To reduce uncertainty and to inform their thinking, team members often raise questions they believe would add value to the decision-making and strategic planning process. They advocate that the team should invest the time, energy and resources to take a deep dive to generate an answer to an important question.
Some examples:
- “What are our competitors doing about this issue?”
- “What is the organization ‘s view on the decision?”
- “Can we influence regulations surrounding our choice?”
- “What does a financial analysis reveal about the risks involved?”
- “What would a pilot or test expose about the flaws in our thinking?”
Curious team members ask a lot of good questions: Questions for insight, questions for guidance, questions for exploration, questions for understanding. Good leaders do their best to answer them or direct energy and resources to have others find a quality answer. But this can significantly slow down the decision process and add unnecessary complexity.

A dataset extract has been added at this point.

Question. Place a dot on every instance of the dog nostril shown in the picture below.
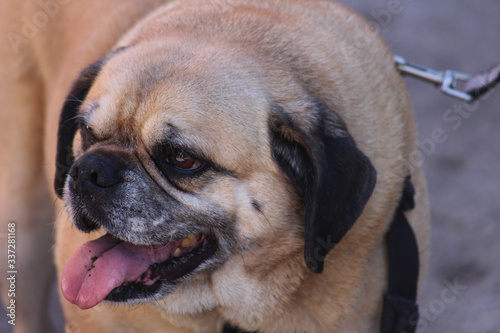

Good leaders know that not all questions deserve the investment it takes to create a quality response. Some questions, as interesting as they might be, must be ignored. The criterion for making this call is straightforward. Questions worth the investment to answer will change what we do.
Before investing in answering a question, good leaders ask, “So What?”
Once we have the answer, will it change our approach or choice? When they know it won’t, they skip passed the inquiry and direct their attention toward data and information that has a direct impact on what will be decided.
In far too many cases, team members raise questions that when answered will make no difference in action or choice. Such “academic“ questions waste time and resources.
The rule is simple: If knowing the answer to any inquiry won’t alter the decision, modify the approach, or shift behavior—however intellectually stimulating it might be—then it needs to be ignored.
Good leaders ask, “So What?” to every question raised, finding an answer to those that matter and placing the rest in the Wouldn’t-It-Be-Nice-To-Know pile. They accept that there is always more information and insight that would be intellectually satisfying to understand. But they value the time of those involved and the speed to decisions much more.
How many “academic” questions does your team raise and answer? Stop wasting time with inquiry that doesn’t really matter. Decision speed depends on it.